Soon, the groups will return in full force, notifications ding-ding-dinging all day and sometimes well into the night.
At any given time, I belong to around 10 parents’ WhatsApp groups: Some are permanent, like one for each of my sons’ classes and a couple for sports like soccer and tennis. Throughout the year, subgroups pop up, depending on need. A group named for an 8-year-old’s birthday (the pictures from Rye Playland were adorable); one called “Islanders Game Bus #1” (the Islanders won; the boys had a blast!). They keep chattering on.
Kids’ after-school schedules, homework, car pool, birthday parties and teacher gifts. What field to meet at, what coach to call, what doctor is best, what color shirt to wear that day. Sometimes — ding! — it’s as simple as the weather: “It’s going to rain, don’t forget an umbrella for drop-off!” Sometimes — ding! — it’s so hilariously passive-aggressive that it compels me to take a screenshot and send it to another, smaller WhatsApp group, with a different name, something like “haters,” accompanied by a laughing-crying emoji.

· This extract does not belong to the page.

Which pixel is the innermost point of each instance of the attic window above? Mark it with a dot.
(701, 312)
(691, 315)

Before WhatsApp, how did anyone find out … anything? I asked my mother, who said that we used to come home with notes in our backpacks about school events. Otherwise, she’d consult the school calendar. She’d get a printout of my soccer schedule at the beginning of the season, post it on the refrigerator, and it wouldn’t change. And she reminded me of phone chains. Starting at 6 a.m., one mom would call another to tell her that it was a snow day, and then that mom would call the next, moving down the line alphabetically. Sometime in the early 2000s, phone chains moved to group emails, then text chains.
The WhatsApp craze started during the pandemic, when schooling from home became a nightmarish collection of Zooms and laptop homework assignments and different apps (all with soul-crushing names, like Brainly and Syllabird) and different passwords for each one. Parents needed a place to info-share in real time, which seems to be why these enormous group chats were born.